Gerhard Blickle, the lead author of the report, stated:

On average, the participants succeeded in 77 percent of the cases.

People who succeeded in 87 percent of the cases were considered to be good, and people who succeeded in more than 90 percent of the cases were considered really good.

Those below 60 percent, in contrast, were seen as not so good in recognizing emotions.

Blickle and the other researches also questioned the volunteers about their professions and income. What they found was quite interesting. The individuals who did better on the test also made significantly more money than the volunteers who scored poorly.

Not surprisingly, those who scored higher were also rated as more socially skilled by their colleagues and supervisors.

This all makes a lot of sense when you take a moment to think about it.

Being successful in any profession is all about cultivating relationships. It’s impossible to perpetuate a strong partnership if you’re unable to discern how someone is feeling.

Understanding how other people feel makes you a better communicator. Accordingly, it goes without saying that emotionally intelligent people are better at navigating the waters of office politics and defusing confrontations.

Thus, if you’re a more sensitive person, and more attuned to other people’s emotions, you have a great advantage in the workplace.

Indeed, being able to read other people’s emotions is a natural skill that not all of us possess.

Sensitivity is often characterized as a weakness. In actuality, it’s a great strength. There is a large difference between being overtly emotive and emotionally intelligent.

Emotionally intelligent, or sensitive people, have a keen understanding of other people’s feelings because they are acutely aware of their own emotions. Simply put, sensitive people are often extremely self-aware.

Correspondingly, these are all qualities that strong leaders possess.

Strong Leaders Have The Natural Ability To Read People

Leaders have an innate ability to gain people’s trust. They are skilled at reading how people feel and responding in a calming manner.

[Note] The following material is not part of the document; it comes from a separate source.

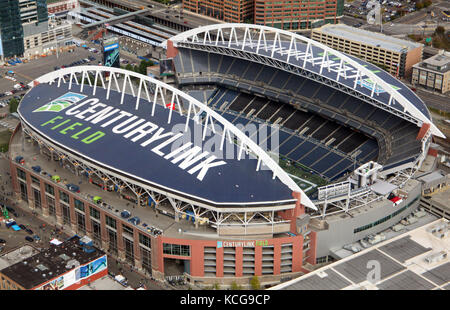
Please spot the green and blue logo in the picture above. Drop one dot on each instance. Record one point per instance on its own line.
(61, 102)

Likewise, as Daniel Goleman contends for the Harvard Business Review:

While the qualities traditionally associated with leadership — such as intelligence, toughness, determination, and vision — are required for success, they are insufficient.

Truly effective leaders are also distinguished by a high degree of emotional intelligence, which includes self-awareness, self-regulation, motivation, empathy, and social skill.

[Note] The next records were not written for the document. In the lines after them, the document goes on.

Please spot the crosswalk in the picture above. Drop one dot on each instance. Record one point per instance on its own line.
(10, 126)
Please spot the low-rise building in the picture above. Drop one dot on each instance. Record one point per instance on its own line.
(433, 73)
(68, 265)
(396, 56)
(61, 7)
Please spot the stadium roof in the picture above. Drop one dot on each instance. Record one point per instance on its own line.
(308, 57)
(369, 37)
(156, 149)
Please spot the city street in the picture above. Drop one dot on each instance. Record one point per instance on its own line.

Leadership requires the capacity to read and respond to the needs and desires of others, which are often dictated by emotions. If you aren’t good at discerning how people are feeling, then you probably aren’t destined to lead.

Hence, perhaps a large part of the reason that emotionally intelligent people are paid more is due to the fact that they’re natural leaders. In essence, they are more likely to get promoted because of their strong social skills.

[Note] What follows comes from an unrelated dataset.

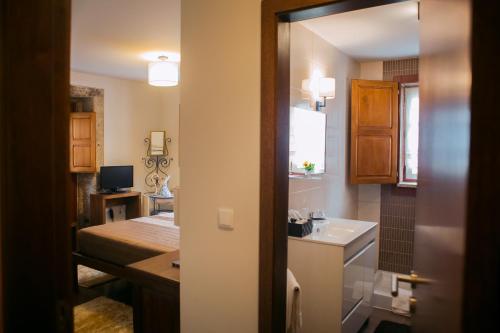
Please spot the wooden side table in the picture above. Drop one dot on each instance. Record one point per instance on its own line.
(100, 201)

In the words of General Douglas MacArthur:

A true leader has the confidence to stand alone, the courage to make tough decisions, and the compassion to listen to the needs of others.

He does not set out to be a leader, but becomes one by the equality of his actions and the integrity of his intent.

In other words, it takes selflessness and sensitivity to be a truly effective leader.

We live in a cynical world. Many people seem to assume that if other people are being nice to them, then they must have ulterior motives. This isn’t always the case, however.

True kindness is fostered by giving without expecting anything in return. Yet, as we’ve now revealed, it actually pays off in the long run regardless.

Nice guys (and girls) don’t finish last after all.